Black Boston Marathoners Event
The event was a crazy one. We have grown this event from just a handful of people to a waitlist of over 60 people. We had a news crew and a room full of first-time 6-star finishers and sub-3 athletes. The shirts were a hit as since we weren’t able to deliver them to the Boston team locally to wear that weekend, we could give more to each person who attended. Adriene, who founded this meetup, will be announced as part of the new induces to the board of the BAA, which is a significant milestone. She continued to thank Brooks and me for the support of both providing food (there was no pasta dinner from BAA) and shirts. In the past, these were things that runners had to pay for, and during Boston weekend, everything was so expensive. Being able to take this burden off runners was grateful and noted. Runners this year, we’re also able to have massages during the meetup to prepare for the following day.

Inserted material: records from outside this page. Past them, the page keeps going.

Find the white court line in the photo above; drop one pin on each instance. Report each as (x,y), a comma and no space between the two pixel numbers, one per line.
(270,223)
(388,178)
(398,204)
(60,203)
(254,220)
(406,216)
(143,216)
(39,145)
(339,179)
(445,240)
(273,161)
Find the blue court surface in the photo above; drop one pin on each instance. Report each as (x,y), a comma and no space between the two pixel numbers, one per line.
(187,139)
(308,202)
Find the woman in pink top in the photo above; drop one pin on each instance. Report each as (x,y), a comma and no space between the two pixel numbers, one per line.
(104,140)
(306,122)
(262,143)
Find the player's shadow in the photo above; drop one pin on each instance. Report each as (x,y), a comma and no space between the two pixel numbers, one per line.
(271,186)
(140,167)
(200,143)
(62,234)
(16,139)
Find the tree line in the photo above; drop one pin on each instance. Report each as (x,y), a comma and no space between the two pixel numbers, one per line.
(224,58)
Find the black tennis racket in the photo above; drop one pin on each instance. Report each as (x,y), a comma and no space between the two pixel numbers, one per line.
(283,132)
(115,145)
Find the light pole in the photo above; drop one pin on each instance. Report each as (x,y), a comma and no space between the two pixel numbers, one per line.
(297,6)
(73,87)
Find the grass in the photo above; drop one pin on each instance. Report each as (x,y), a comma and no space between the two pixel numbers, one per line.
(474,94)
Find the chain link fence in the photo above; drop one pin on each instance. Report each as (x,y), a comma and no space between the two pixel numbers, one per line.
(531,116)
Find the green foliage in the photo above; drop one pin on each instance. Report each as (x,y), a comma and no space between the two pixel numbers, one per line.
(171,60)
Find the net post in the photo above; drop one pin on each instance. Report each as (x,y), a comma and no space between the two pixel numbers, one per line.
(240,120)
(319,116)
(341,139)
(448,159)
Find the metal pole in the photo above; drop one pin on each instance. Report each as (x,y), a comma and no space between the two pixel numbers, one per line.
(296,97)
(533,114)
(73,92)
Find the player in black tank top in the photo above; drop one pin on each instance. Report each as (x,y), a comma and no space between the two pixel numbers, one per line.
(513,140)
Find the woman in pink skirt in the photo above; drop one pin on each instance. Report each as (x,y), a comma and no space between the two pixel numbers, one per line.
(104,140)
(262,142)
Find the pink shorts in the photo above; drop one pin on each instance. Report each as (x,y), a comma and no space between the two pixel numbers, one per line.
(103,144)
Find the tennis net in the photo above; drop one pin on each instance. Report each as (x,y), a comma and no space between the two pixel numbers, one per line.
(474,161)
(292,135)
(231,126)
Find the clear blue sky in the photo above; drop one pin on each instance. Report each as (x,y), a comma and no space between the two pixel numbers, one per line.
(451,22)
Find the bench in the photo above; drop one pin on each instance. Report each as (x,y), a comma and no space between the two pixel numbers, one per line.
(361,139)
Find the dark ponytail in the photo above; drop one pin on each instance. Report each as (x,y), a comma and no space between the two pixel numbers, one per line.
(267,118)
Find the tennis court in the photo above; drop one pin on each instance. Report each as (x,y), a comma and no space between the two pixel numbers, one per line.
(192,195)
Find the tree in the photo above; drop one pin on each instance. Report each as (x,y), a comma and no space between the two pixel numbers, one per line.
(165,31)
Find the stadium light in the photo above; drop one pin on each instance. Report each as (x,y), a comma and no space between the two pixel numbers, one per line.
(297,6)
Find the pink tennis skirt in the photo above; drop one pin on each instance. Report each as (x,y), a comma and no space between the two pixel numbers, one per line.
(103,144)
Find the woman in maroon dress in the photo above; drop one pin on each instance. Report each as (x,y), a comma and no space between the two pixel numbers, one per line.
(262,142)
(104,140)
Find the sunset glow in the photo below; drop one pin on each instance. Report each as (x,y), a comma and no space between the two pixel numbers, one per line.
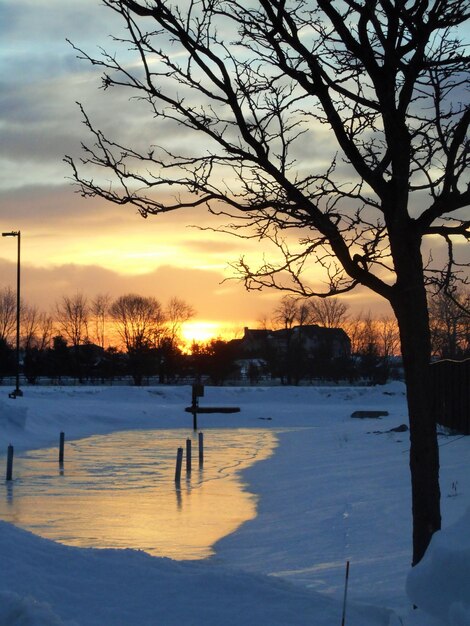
(201,332)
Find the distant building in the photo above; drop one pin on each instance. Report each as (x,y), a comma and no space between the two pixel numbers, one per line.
(311,339)
(294,354)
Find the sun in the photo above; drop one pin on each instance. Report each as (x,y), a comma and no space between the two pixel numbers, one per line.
(200,332)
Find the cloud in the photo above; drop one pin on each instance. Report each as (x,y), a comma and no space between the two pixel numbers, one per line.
(44,286)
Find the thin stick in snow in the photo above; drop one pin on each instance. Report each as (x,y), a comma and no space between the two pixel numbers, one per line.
(343,621)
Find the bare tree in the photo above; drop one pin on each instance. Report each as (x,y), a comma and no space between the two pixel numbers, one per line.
(99,309)
(177,312)
(450,324)
(331,312)
(37,328)
(139,321)
(286,314)
(7,314)
(73,314)
(261,82)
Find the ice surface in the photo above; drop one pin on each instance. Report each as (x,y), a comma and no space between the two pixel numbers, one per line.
(336,489)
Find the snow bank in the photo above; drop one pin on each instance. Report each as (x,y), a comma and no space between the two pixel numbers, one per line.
(440,583)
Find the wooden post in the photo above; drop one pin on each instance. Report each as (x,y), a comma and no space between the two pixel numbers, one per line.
(188,456)
(343,621)
(10,462)
(179,463)
(201,449)
(61,448)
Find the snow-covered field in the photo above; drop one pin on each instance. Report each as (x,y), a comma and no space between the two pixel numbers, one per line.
(335,490)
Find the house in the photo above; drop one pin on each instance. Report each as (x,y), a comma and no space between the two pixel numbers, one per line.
(310,339)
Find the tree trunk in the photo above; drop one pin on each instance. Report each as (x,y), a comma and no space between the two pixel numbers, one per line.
(410,308)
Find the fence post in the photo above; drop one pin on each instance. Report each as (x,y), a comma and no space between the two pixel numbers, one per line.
(179,463)
(61,448)
(188,456)
(10,462)
(201,449)
(346,580)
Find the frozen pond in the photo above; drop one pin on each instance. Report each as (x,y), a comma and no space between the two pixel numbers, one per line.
(118,490)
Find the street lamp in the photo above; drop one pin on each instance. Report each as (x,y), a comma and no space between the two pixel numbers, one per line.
(17,392)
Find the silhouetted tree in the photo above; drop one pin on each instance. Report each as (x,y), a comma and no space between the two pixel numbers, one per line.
(385,80)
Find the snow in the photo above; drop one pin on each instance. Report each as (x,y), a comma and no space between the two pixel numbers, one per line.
(335,489)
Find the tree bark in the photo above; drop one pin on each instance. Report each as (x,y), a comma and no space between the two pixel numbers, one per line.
(410,307)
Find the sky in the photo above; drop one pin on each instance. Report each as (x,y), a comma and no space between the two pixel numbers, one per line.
(71,244)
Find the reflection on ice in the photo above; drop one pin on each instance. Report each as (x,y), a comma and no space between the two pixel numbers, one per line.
(118,491)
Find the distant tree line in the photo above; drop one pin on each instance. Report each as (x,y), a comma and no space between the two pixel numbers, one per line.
(134,336)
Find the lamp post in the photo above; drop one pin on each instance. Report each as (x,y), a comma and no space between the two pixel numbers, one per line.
(17,392)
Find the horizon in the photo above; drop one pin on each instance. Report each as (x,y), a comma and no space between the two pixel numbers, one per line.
(71,244)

Race Day – Boston Marathon Day
With 1/3 of the athletes that typically run, it was a much smaller field and less time spent standing around than previously. One runner, who was going for his second sub 3 after coming from London and achieving a sub 3, noted how he barely had time to warm up because they told him to start nearly 10 mins after getting off the bus and checking in bags. They were prompt, and the race was a well-oiled machine this year. As a runner from 2018, I saw a lot of positive changes, such as the wrist bands from covid testing to even transportation. There was a mixup on transportation as a few buses were lost. HA! There was crowd support, and everything was a traditional Boston marathon with tons of cheering; the Wesley attendees were still out sans kisses for runners and tons of celebration along the route.
It was less and felt like a regular race as typically it’s backed shoulder-to-should, but security was tight, and everyone was mostly masked up. The joy of the race was back, but I could feel the difference from it being Spring to Fall. The change was relatively lovely, and Fall foilage on the East is always a plus.
There were a few places to grab medal engravements, such as Undermour, as always, and Tracksmith handed out their poster collection with printed times on it. Things were pretty standard on this route.
The spirit of Boston is something I can’t describe. While it’s a major world race, the Boston marathon brings out the best of people and changes you internally. There is just something about the race that I always leave reflecting upon how privileged I am to be here and part of the running community. When people ask me why I run, I always share that it’s an excuse to travel and see the world. Most people follow up and say, well, you can travel.
For me. When I visit a city, state, or country just for traveling, I only see it. But when you run, you feel it.
That’s what this weekend was. You can feel the history of the race and the stories of us as runners throughout this weekend—the changes that have happened and the ones that are being made. For me, this renewed my goal of completing the world majors and becoming a 6-star finisher. It also meant it would be my next marathon as I am now ready to train for it and hopefully achieve my 3rd star there.